Il existait en Armorique, aux premiers siècles de l’ère chrétienne, une ville, aujourd’hui détruite, à laquelle l’Anonyme de Ravennes donne le nom de Keris ou de ville d'Is. A la même époque, c’est-à-dire vers l’an 440, régnait dans le même pays un prince appelé Gradlon-veur, ou le Grand, par l’auteur d’un catalogue dressé au sixième siècle. Gradlon eut de pieux rapports avec un saint personnage, nommé Gwénolé, fondateur et premier abbé du premier monastère élevé en Armorique. Voilà tout ce que l’histoire authentique et contemporaine nous apprend de cette ville, de ce prince et de ce moine ; mais la tradition populaire, toujours plus riche que l’histoire, nous fournit d’autres renseignements. Selon elle, la ville d’Is, capitale du roi Gradlon, était défendue contre les invasions de la mer par un puits ou bassin immense,, destiné à recevoir les eaux de l’Océan dans les grandes marées, comme autrefois le lac Mœris celles du Nil. Ce puits avait une porte secrète dont le roi seul avait la clef, et qu’il ouvrait ou fermait lui-même quand cela était nécessaire. Or, une nuit, pendant qu’il dormait, la princesse Dahut, sa fille, voulant couronner dignement les folies d’un banquet donné à un amant, lui déroba la clef du puits, courut ouvrir la porte, et submergea la ville. Saint Gwénolé l’avait prédit.

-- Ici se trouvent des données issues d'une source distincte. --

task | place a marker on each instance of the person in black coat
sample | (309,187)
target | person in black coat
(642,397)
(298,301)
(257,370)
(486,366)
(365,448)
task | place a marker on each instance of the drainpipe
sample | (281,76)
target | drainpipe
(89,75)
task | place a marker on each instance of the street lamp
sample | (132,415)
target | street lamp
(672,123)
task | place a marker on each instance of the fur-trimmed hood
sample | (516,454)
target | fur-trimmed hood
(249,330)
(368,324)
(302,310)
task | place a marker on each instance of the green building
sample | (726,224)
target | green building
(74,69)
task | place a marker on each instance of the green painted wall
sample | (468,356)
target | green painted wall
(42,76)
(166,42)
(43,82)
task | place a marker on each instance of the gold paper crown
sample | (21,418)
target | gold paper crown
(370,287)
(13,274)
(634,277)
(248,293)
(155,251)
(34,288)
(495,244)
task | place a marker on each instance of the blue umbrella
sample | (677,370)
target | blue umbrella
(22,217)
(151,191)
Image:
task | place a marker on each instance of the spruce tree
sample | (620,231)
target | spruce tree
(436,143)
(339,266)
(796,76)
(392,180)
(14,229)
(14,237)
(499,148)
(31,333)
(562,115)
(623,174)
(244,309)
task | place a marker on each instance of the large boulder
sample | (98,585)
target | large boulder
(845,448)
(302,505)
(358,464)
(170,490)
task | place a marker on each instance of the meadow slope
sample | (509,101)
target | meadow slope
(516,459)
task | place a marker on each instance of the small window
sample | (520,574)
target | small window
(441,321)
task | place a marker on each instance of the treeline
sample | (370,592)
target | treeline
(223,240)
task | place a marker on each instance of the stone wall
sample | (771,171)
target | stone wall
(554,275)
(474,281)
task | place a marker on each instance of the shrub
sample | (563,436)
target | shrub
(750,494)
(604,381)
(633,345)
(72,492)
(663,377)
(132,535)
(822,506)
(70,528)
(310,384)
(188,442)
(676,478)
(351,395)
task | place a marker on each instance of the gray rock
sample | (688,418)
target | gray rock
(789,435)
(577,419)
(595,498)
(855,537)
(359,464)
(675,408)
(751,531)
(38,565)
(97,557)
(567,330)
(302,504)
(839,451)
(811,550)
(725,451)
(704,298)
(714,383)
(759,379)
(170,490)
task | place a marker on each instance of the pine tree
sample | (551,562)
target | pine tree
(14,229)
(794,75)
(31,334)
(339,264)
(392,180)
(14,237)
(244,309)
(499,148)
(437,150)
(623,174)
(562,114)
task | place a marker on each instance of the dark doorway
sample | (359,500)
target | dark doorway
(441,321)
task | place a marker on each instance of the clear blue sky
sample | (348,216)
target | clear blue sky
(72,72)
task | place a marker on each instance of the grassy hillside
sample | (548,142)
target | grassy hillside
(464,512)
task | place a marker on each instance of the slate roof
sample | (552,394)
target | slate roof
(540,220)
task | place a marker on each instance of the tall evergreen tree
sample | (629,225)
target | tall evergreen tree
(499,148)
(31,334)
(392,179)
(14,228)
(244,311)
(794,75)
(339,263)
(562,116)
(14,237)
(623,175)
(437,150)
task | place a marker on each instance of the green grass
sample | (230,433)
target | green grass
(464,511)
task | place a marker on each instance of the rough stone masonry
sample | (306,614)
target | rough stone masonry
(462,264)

Un paysan de la paroisse de Trégunk, appelé Thomas Penvenn, m’a chanté le premier les fragments qu’on va lire.

VI


SUBMERSION DE LA VILLE D’IS.


( Dialecte de Cornouaille. )


I.


As-tu entendu, as-tu entendu ce qu’a dit l’homme de Dieu[1] au roi Gradlon qui est à Is ?

— « Ne vous livrez point à l’amour ; ne vous livrez point aux folles joies. Après le plaisir, la douleur !

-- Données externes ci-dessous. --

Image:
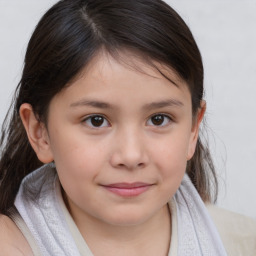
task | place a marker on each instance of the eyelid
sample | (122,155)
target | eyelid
(160,114)
(88,117)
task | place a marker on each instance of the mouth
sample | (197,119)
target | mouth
(128,189)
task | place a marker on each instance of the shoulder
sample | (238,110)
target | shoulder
(12,242)
(237,232)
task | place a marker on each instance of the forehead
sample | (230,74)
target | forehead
(106,75)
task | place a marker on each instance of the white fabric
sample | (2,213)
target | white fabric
(45,218)
(197,235)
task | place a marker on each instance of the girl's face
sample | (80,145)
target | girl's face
(120,139)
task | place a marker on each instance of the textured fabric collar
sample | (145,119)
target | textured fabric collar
(47,220)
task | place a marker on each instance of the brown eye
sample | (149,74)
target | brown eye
(96,121)
(159,120)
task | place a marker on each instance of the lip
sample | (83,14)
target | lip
(128,189)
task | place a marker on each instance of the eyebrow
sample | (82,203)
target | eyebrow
(164,103)
(91,103)
(105,105)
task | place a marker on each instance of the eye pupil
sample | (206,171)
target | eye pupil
(97,121)
(157,120)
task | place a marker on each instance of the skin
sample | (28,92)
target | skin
(129,145)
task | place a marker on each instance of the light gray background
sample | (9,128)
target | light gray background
(226,34)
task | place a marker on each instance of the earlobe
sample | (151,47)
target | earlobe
(195,130)
(37,133)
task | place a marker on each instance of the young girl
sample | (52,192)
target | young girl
(101,153)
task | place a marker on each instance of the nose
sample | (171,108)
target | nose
(129,151)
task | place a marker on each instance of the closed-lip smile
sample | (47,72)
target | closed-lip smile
(124,189)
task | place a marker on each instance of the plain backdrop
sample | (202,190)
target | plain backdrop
(226,35)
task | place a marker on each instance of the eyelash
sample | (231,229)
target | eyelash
(89,119)
(103,122)
(165,118)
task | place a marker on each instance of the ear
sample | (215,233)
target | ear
(195,130)
(37,133)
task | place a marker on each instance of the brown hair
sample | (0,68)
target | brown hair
(65,40)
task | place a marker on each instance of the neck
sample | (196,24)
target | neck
(151,237)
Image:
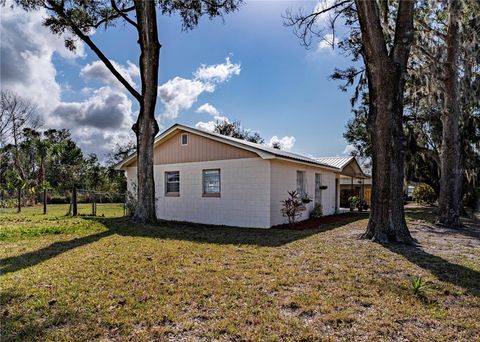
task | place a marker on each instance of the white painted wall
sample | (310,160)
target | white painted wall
(252,190)
(245,193)
(284,179)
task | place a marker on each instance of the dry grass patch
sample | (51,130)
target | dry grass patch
(114,280)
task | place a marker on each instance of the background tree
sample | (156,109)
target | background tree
(80,18)
(16,114)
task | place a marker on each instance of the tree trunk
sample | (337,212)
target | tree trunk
(450,199)
(42,181)
(44,201)
(19,198)
(386,81)
(146,126)
(387,217)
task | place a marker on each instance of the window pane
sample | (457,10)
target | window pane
(300,183)
(172,182)
(318,191)
(211,181)
(173,187)
(173,176)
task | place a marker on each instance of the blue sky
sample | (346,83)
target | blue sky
(281,89)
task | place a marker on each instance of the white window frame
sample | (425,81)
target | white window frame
(181,139)
(318,190)
(301,192)
(171,193)
(212,194)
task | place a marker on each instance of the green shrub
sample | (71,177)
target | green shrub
(317,211)
(292,207)
(424,194)
(419,286)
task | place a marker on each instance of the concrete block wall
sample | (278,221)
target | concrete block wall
(284,178)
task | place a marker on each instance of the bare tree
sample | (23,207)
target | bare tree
(80,18)
(16,114)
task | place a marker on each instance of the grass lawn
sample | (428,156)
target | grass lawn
(109,279)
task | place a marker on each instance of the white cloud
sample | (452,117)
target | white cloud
(349,148)
(180,93)
(209,109)
(286,143)
(217,117)
(26,50)
(98,71)
(208,126)
(98,122)
(218,73)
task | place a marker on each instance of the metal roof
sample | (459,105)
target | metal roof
(339,162)
(272,152)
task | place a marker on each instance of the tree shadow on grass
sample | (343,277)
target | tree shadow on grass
(443,269)
(18,262)
(15,327)
(223,235)
(172,231)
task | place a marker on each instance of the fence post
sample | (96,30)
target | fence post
(74,202)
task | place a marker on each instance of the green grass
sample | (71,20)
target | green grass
(32,223)
(109,279)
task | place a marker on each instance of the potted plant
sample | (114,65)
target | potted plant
(306,199)
(353,200)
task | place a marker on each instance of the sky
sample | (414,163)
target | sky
(246,67)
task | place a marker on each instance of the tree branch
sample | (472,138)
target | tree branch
(122,13)
(60,11)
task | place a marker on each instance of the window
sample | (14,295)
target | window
(301,183)
(184,139)
(172,183)
(211,183)
(318,190)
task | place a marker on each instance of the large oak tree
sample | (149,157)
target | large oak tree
(385,62)
(80,18)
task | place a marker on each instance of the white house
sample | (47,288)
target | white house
(209,178)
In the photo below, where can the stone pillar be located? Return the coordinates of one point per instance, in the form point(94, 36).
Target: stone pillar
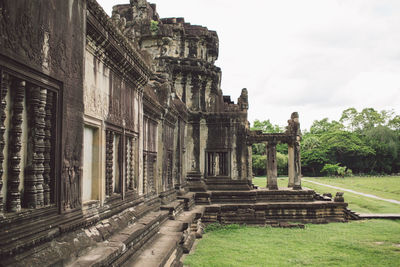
point(272, 166)
point(291, 165)
point(14, 196)
point(297, 165)
point(3, 105)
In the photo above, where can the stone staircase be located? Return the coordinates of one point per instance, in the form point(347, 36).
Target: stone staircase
point(159, 238)
point(174, 238)
point(267, 207)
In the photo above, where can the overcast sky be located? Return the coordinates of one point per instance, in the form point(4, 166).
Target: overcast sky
point(317, 57)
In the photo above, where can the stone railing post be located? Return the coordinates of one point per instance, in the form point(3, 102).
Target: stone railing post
point(297, 165)
point(291, 164)
point(272, 166)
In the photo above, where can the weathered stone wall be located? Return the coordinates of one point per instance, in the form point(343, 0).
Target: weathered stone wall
point(185, 55)
point(51, 44)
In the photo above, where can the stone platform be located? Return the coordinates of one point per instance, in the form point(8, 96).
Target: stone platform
point(263, 207)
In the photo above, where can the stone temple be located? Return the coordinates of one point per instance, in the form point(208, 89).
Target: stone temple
point(117, 143)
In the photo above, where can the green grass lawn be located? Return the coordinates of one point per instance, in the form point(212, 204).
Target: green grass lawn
point(385, 187)
point(359, 243)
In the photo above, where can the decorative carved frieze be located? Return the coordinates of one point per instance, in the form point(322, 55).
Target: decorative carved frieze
point(5, 84)
point(14, 198)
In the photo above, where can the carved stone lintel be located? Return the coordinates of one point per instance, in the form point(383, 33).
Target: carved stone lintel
point(14, 198)
point(3, 105)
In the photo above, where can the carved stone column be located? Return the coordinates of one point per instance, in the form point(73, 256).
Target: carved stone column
point(109, 162)
point(5, 84)
point(34, 172)
point(297, 165)
point(14, 198)
point(272, 166)
point(48, 180)
point(291, 165)
point(130, 170)
point(145, 173)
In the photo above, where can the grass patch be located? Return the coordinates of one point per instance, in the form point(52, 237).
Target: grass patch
point(360, 243)
point(361, 204)
point(385, 187)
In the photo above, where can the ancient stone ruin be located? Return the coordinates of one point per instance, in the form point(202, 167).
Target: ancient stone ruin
point(117, 144)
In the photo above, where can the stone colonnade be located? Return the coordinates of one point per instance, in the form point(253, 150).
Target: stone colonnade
point(292, 137)
point(294, 165)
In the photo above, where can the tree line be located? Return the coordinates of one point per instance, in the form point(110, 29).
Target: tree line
point(365, 142)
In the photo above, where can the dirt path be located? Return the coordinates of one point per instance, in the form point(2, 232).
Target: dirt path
point(354, 192)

« Qui mord dans la chair des poissons, sera mordu par les poissons ; et qui avale sera avalé.

« Et qui boit du vin et de la cervoise, boira de l’eau comme un poisson ; et qui ne sait pas, apprendra. »


II.


Le roi Gradlon parlait ainsi : — Joyeux convives, il me convient d’aller dormir un peu.

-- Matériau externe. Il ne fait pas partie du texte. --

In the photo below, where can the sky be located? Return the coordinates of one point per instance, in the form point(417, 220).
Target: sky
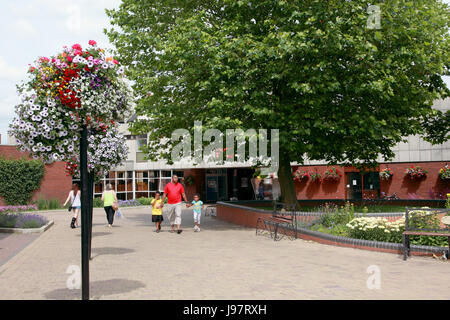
point(36, 28)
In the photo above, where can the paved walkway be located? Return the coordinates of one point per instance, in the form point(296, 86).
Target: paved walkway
point(223, 261)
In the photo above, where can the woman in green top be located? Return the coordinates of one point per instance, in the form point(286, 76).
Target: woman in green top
point(108, 197)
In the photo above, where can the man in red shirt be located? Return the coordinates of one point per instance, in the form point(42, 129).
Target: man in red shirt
point(174, 191)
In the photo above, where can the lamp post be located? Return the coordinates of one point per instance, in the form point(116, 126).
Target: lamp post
point(84, 215)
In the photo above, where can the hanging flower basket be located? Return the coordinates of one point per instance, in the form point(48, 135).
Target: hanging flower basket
point(315, 176)
point(332, 174)
point(386, 174)
point(444, 173)
point(76, 87)
point(300, 175)
point(416, 172)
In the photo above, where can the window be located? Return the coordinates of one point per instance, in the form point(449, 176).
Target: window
point(371, 181)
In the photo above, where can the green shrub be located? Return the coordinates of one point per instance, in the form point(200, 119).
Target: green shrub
point(424, 220)
point(19, 178)
point(7, 221)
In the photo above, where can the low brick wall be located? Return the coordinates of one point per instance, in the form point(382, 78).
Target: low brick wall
point(248, 216)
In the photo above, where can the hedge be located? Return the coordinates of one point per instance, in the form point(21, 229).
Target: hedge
point(19, 178)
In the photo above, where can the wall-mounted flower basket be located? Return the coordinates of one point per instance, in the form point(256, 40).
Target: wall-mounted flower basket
point(415, 172)
point(189, 180)
point(315, 176)
point(300, 175)
point(444, 173)
point(386, 174)
point(332, 175)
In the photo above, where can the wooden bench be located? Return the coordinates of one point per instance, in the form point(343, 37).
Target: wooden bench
point(412, 230)
point(279, 218)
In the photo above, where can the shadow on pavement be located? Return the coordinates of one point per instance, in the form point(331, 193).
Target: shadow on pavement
point(109, 250)
point(97, 289)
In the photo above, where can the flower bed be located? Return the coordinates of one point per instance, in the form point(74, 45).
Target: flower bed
point(15, 209)
point(444, 173)
point(379, 228)
point(21, 220)
point(300, 174)
point(386, 174)
point(416, 172)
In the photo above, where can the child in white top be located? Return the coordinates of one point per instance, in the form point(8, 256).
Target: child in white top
point(75, 203)
point(198, 206)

— Vous irez dormir demain matin ; demeurez avec nous ce soir ; néanmoins, qu’il soit fait comme il vous convient. —

Sur cela, l’amoureux coulait doucement, tout doucement ces mots à l’oreille de la fille du roi : — Douce Dahut, et la clef ?

— La clef sera enlevée ; le puits sera ouvert : qu’il soit fait selon vos désirs ! —


III.


Or, quiconque eût vu le vieux roi sur sa couche, eût été rempli d’admiration,

D’admiration en le voyant dans son manteau de pourpre, ses cheveux blancs comme neige flottant sur ses épaules, et sa chaîne d’or autour de son cou.

Et quiconque eût été aux aguets, eût vu la blanche jeune fille entrer doucement dans la chambre, pieds nus :

Elle s’approcha du roi son père, elle se mit à deux genoux, et elle enleva chaîne et clef.


IV.


Toujours il dort, il dort le prince ; quand on entendit dans la plaine : — Le puits déborde ! la ville est submergée ! —

— Seigneur roi, lève-toi de là ! et à cheval ! et loin d’ici ! La mer débordée rompt ses digues! —

Maudite soit la jeune fille qui ouvrit, après l’orgie, la porte du puits de la ville d’Is, cette barrière de la mer !


V.


— Forestier, forestier, dis-moi, le cheval sauvage de Gradlon, l’as-tu vu passer dans cette vallée ?

— Je n’ai point vu passer par ici le cheval de Gradlon, je l’ai seulement entendu dans la nuit noire : Trip, trep, trip, trep, trip, trep, rapide comme le feu !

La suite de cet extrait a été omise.